Hoffman, Philip "Flippy"
Gravel-voiced surfer and textile exec from Capistrano Beach, California; a pioneering big-wave rider on the North Shore of Oahu in the early 1950s, and one of the first surfers, in 1975, to ride Kaena Point. Hoffman was born (1930) in Glendale, California, raised in Hollywood and Laguna Beach, and began surfing at age 13 at San Onofre.
In late 1952, after viewing an 8-millimeter reel of the big waves at Makaha filmed by his younger brother Walter—a surfer and navy enlistee stationed at Pearl Harbor—Hoffman made his first trip to Hawaii; he and surfboard designer Bob Simmons became the first surfers to rent a house at Sunset Point on Oahu's North Shore in early 1953. "There were just a few people out there; pig ranchers and shit," Hoffman recalled in 1992, in the blunt language that became a Hoffman trademark. "We surfed and we'd sit and we'd argue. Then some guys would come over from Makaha or Honolulu and they'd surf and then leave and we'd stay and sit and argue. Pretty much the same shit as the surfers are doing today."

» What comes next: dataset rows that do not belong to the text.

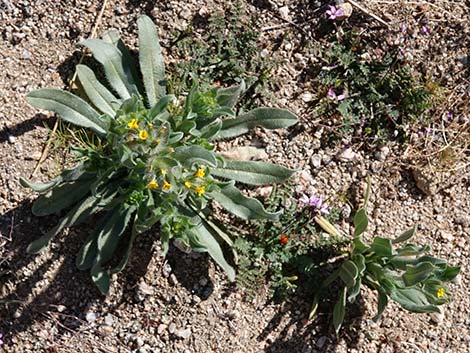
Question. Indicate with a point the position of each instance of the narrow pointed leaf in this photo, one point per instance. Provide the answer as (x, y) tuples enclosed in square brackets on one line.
[(339, 311), (418, 273), (98, 94), (269, 118), (253, 173), (70, 108), (151, 60), (348, 273), (77, 215), (230, 198), (111, 58), (61, 197)]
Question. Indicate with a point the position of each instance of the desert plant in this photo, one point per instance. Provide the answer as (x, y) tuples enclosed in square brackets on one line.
[(156, 160), (401, 273)]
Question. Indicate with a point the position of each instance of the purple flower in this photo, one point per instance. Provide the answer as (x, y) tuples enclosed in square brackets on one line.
[(315, 202), (333, 95), (334, 12)]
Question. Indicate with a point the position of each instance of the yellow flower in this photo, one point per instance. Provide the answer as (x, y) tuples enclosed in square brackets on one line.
[(143, 134), (152, 184), (200, 173), (200, 190), (166, 186), (133, 124)]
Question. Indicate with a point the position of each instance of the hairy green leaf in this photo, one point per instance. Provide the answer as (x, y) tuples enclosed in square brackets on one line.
[(70, 108), (151, 60), (98, 94), (240, 205)]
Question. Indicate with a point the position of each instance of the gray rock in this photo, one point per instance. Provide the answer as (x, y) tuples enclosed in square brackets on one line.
[(184, 334)]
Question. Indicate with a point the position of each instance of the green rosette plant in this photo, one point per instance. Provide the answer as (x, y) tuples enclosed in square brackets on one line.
[(156, 161), (402, 273)]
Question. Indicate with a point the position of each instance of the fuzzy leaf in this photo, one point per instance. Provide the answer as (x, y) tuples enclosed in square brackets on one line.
[(62, 196), (418, 273), (70, 108), (98, 94), (348, 273), (360, 222), (111, 58), (151, 60), (269, 118), (253, 173), (339, 310), (240, 205), (77, 215)]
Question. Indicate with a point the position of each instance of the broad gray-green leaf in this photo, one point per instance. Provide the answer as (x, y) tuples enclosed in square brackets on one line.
[(339, 310), (240, 205), (98, 94), (418, 273), (382, 246), (70, 108), (406, 235), (381, 305), (253, 173), (269, 118), (77, 215), (61, 197), (111, 58), (151, 60), (360, 222), (108, 238), (188, 155), (208, 243), (348, 273), (413, 300), (228, 97)]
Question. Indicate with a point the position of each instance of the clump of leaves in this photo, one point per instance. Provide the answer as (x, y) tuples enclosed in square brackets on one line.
[(156, 160), (279, 254), (401, 273), (367, 91), (226, 52)]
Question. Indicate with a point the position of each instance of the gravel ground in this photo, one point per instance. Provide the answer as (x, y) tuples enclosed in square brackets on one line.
[(183, 303)]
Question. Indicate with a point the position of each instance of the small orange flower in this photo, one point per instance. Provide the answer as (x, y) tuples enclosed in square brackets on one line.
[(283, 239)]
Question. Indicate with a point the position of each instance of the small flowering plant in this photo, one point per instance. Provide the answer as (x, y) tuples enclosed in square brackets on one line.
[(156, 161), (399, 272)]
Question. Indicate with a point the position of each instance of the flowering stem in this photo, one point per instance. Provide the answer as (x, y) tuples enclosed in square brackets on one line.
[(328, 227)]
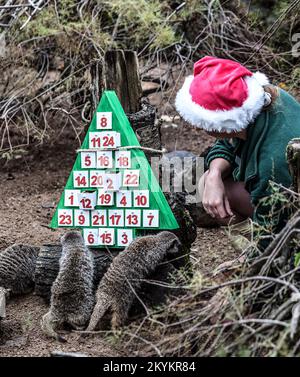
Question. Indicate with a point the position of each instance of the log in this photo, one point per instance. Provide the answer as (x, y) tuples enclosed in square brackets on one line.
[(2, 303), (293, 160)]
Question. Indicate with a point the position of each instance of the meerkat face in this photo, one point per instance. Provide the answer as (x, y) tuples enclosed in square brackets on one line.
[(170, 240), (72, 237)]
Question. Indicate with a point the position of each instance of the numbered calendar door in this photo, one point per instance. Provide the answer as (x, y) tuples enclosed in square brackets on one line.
[(71, 198), (104, 120), (124, 237), (91, 237), (106, 236), (131, 178), (116, 217), (97, 178), (99, 217), (105, 198), (132, 217), (65, 217), (95, 140), (141, 198), (104, 160), (112, 181), (81, 179), (87, 200), (124, 198), (123, 159), (88, 160), (150, 218), (81, 218)]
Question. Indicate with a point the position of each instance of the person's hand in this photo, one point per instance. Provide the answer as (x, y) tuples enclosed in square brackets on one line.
[(214, 200)]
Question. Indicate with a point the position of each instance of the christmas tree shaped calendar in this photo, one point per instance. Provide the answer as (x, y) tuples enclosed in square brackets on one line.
[(112, 193)]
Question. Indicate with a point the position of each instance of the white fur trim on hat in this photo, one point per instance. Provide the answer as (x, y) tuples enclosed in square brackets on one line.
[(235, 119)]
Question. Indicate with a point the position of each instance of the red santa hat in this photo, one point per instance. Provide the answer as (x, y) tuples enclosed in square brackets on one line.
[(222, 95)]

On January 19, 1975, with a 15-foot swell running, Hoffman and three others became the first to ride Kaena Point, a break regarded at the time as the last big-wave frontier. Four years later, Hoffman and surfer-boardmaker Mickey Muñoz built 16-foot boards and became the first surfers to ride the North Shore's outer reefs, taking off on relatively benign 18-foot waves about three-quarters of a mile from the beach.

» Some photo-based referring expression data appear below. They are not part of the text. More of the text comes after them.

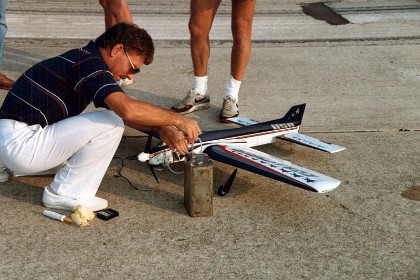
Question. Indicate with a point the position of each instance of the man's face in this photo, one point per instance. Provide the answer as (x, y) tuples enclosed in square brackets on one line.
[(124, 64)]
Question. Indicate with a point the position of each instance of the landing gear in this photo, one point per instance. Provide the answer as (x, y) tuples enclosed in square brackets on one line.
[(224, 189)]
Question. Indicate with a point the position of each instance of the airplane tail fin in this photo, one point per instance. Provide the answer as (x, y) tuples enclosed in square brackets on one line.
[(295, 115)]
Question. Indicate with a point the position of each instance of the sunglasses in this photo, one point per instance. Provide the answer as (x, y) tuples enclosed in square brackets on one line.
[(135, 69)]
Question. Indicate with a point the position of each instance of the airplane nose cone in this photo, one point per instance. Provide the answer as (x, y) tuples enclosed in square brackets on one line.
[(143, 157)]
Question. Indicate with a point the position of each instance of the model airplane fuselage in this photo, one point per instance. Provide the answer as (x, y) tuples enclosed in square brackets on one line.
[(234, 147)]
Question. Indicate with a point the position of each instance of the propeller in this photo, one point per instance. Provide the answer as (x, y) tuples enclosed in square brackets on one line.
[(142, 156)]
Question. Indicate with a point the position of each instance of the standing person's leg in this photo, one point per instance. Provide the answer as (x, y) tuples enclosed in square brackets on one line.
[(115, 11), (201, 20), (5, 82), (242, 16), (85, 144), (3, 26)]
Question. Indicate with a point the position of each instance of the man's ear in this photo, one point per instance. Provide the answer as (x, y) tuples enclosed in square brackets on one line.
[(117, 49)]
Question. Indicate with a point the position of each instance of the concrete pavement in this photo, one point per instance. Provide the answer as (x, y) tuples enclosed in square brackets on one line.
[(361, 86)]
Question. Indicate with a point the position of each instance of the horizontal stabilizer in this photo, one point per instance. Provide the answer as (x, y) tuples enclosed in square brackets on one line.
[(272, 167), (242, 121), (311, 142)]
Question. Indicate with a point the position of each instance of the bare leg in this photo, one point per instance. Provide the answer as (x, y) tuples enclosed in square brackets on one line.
[(201, 20), (115, 11), (242, 15)]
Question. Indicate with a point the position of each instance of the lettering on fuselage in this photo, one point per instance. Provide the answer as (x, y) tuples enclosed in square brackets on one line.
[(282, 125), (287, 170)]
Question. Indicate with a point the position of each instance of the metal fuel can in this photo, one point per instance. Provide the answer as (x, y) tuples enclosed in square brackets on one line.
[(198, 185)]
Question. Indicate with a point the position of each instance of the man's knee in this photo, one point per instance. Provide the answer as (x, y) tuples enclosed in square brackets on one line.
[(111, 118), (197, 30)]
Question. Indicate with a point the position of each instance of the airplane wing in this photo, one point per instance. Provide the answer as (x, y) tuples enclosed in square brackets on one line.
[(242, 121), (272, 167), (311, 142)]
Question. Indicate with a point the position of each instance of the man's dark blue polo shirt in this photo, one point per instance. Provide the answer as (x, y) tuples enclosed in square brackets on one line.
[(60, 87)]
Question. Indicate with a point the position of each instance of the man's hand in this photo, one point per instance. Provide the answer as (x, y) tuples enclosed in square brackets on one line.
[(189, 127), (174, 139)]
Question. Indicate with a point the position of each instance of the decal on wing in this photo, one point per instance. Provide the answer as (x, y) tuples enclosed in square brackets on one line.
[(311, 142), (273, 167)]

In the late '50s, Flippy and Walter Hoffman took over Hoffman California Fabrics, the 1924-founded family business that has for decades been a primary textile supplier to the surf-wear industry.

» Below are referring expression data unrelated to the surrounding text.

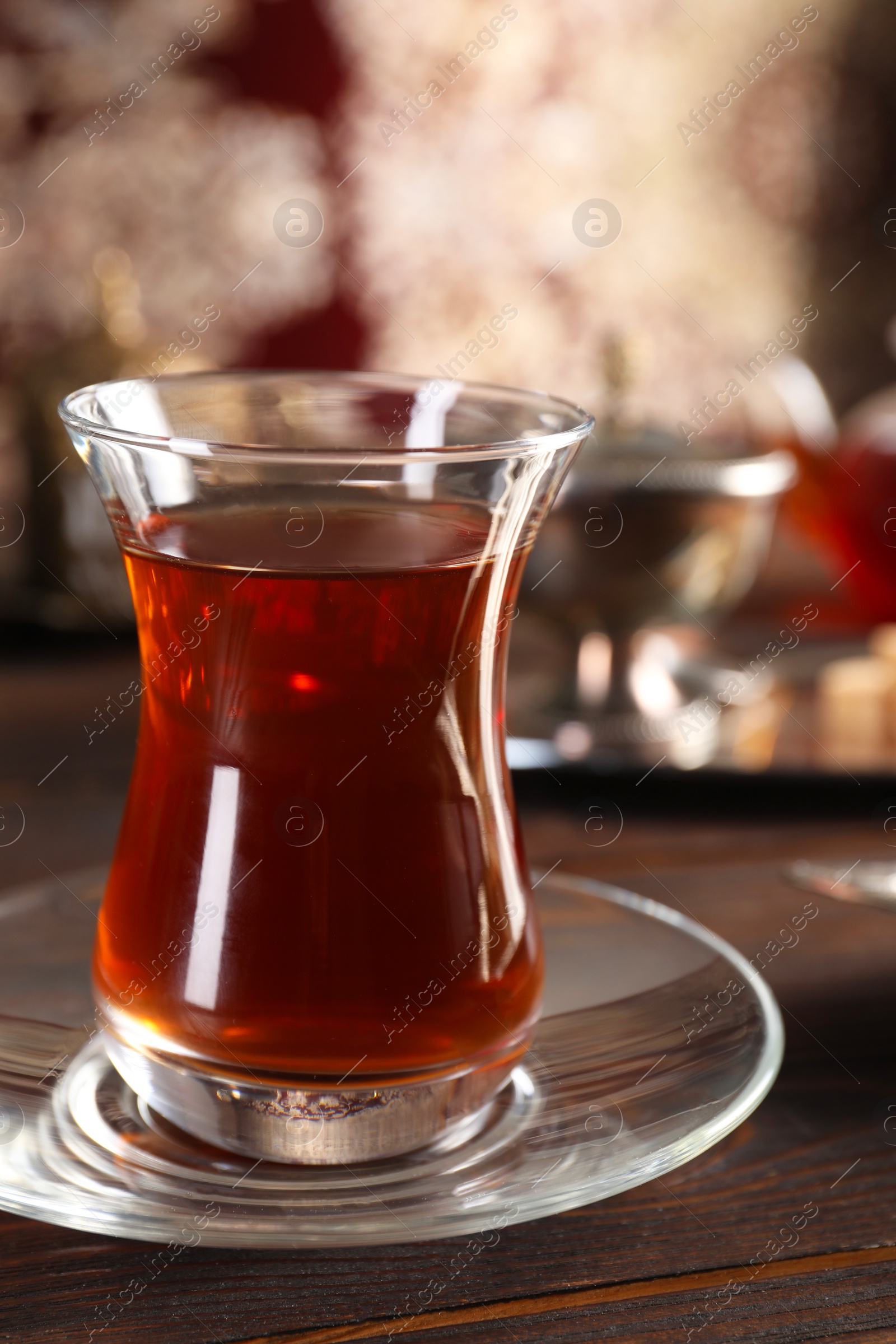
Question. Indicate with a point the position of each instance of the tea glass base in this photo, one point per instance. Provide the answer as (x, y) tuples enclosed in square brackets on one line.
[(300, 1124), (627, 1080)]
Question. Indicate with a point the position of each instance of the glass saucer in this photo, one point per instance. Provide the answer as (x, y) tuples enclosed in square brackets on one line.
[(657, 1040), (866, 882)]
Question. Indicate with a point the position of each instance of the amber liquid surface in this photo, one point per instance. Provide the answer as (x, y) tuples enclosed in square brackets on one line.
[(309, 877)]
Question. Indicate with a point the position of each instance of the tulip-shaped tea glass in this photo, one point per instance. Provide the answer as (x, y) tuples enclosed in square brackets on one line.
[(318, 941)]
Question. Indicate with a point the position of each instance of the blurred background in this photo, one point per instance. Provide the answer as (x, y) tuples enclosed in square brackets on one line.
[(683, 218)]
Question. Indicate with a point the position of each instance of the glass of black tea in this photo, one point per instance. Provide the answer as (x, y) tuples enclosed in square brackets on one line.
[(318, 941)]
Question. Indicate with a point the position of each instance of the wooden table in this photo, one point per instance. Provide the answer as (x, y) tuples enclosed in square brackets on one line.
[(652, 1265)]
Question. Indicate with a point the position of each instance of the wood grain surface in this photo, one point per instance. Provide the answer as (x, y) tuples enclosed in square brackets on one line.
[(668, 1261)]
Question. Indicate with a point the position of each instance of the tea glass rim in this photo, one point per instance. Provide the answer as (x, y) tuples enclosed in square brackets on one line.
[(72, 413)]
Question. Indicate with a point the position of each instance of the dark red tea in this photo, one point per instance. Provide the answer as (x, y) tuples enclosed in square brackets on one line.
[(305, 881)]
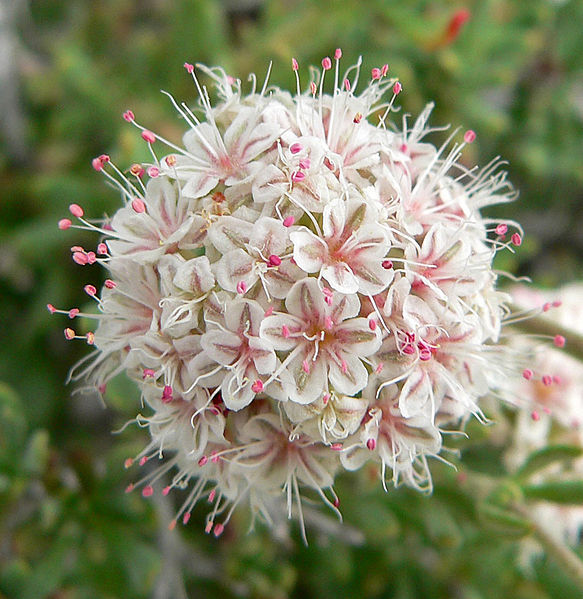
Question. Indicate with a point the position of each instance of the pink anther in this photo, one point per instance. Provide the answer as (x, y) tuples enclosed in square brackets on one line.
[(76, 210), (167, 394), (148, 136), (138, 205), (257, 386)]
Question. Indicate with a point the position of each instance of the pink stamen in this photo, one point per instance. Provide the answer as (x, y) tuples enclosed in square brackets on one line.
[(76, 210), (257, 386), (148, 136), (138, 205)]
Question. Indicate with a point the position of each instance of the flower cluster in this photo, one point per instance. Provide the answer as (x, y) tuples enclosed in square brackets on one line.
[(301, 287)]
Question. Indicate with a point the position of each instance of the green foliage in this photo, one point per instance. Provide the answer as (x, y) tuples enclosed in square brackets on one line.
[(514, 74)]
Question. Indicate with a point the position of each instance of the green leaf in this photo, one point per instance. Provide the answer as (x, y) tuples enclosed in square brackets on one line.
[(502, 520), (566, 491), (548, 455)]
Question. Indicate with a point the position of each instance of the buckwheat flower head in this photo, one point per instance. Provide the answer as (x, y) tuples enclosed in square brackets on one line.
[(302, 286)]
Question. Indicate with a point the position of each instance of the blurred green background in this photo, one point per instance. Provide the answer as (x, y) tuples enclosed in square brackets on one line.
[(69, 68)]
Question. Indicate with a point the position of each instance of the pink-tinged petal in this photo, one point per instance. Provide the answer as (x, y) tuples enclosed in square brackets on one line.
[(340, 277), (282, 331), (244, 316), (308, 378), (230, 233), (356, 336), (371, 276), (234, 267), (262, 354), (416, 394), (310, 251), (269, 184), (223, 347), (343, 307), (306, 301), (281, 279), (236, 395), (246, 138), (270, 236), (347, 373), (334, 218), (195, 276)]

In 2006, Flippy and Walter were inducted into the Surfing Walk of Fame at Huntington Beach. Although hobbled and requiring the aid of a walker to move around, Hoffman was at that time still surfing, riding prone on a modified longboard. Hoffman died in 2010 at the age of 80 from complications of pulmonary fibrosis; his passing was noted in a lengthy New York Times obituary.
Marty Hoffman, Flippy's son, won the boys' division of the 1977 United States Surfing Championships, placed fourth in the juniors division of the 1980 World Amateur Championships, and was a competitor in the 1990 Quiksilver in Memory of Eddie Aikau big-wave contest at Waimea Bay.